While most buildings in the city held up, those in the countryside tumbled. On the outskirts of Chongqing, a school collapsed, killing at least five people. Residents said teachers kept the children inside, thinking it was safer.

The city of Mianyang ordered all able-bodied males under 50 to take water and tools and walk or drive to Beichuan, where most of the buildings had collapsed.

State TV broadcast tips for anyone trapped in the earthquake. "If you're buried, keep calm and conserve your energy. Seek water and food, and wait patiently for rescue," CCTV said.

China's two stock exchanges suspended trading Tuesday in 66 companies based in the region in an effort to minimize potential disruptions from the disaster. In Tokyo, Toyota Motor Corp. spokesman Toshiaki Hori said production had been suspended at the company's Chengdu factory.

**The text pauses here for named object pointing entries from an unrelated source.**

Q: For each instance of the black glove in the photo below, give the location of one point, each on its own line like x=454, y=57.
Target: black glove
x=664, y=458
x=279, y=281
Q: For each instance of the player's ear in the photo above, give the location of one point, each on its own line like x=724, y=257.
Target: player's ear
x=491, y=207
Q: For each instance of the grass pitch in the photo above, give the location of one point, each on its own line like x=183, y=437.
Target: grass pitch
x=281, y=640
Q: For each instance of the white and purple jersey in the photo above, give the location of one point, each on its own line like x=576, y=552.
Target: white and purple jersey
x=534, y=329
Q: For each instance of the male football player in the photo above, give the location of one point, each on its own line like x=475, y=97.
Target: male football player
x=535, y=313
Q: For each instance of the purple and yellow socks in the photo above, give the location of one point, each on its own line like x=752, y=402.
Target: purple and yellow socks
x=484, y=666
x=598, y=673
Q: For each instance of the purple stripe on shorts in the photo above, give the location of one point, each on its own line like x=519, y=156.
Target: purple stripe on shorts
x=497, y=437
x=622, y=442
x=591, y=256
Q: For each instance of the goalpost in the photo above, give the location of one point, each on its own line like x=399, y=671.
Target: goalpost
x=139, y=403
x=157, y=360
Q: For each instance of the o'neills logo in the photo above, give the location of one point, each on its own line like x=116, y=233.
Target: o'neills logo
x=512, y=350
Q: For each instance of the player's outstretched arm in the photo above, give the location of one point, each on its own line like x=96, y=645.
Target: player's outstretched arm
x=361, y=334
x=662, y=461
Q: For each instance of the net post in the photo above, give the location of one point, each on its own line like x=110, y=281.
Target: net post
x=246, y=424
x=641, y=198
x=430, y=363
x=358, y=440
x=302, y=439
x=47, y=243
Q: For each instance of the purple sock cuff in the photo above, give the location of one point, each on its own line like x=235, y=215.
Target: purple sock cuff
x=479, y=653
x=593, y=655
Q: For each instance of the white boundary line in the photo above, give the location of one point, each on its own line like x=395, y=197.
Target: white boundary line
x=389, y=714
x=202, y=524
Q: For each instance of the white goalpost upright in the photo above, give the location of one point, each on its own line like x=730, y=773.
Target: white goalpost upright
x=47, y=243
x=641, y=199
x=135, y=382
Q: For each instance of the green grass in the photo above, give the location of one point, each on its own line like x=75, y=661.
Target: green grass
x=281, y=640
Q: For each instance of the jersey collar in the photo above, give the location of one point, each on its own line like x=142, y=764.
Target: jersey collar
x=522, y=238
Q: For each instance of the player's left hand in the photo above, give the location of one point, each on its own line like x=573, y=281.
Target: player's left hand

Although initially measured at 7.8 magnitude, the U.S. Geological Survey later revised its assessment of the quake to 7.9. Its depth about six miles below the surface, according to the USGS gave the tremor such wide impact, geologists said.

The earthquake also rattled buildings in Beijing, 930 miles to the north, causing evacuations of office towers. People ran screaming into the streets in other cities, where many residents said they had never felt an earthquake.

In Beijing, where hundreds of thousands of foreign visitors are expected for the Olympics, stadiums, arenas and other venues for the games were undamaged.

Li Jiulin, a top engineer on the 91,000-seat National Stadium known as the Bird's Nest and the jewel of the Olympics was conducting a site inspection when the quake struck. He told reporters the building was designed to withstand a 8.0 quake.

"The Olympic venues were not affected by the earthquake," said Sun Weide, a spokesman for the Beijing organizing committee. "We considered earthquakes when building those venues."

Some 660 miles to the east in Anhui province, chandeliers swayed in the lobby of the Buckingham Palace Hotel. "We've never felt anything like this our whole lives," said a hotel employee surnamed Zhu.

The massive Three Gorges dam, the world's largest about 350 miles to the east of the epicenter, was not affected, according to the information office of State Council Three Gorges Construction Committee. The area around the enormous dam remains increasingly precarious as rising waters in the reservoir have led to landslides.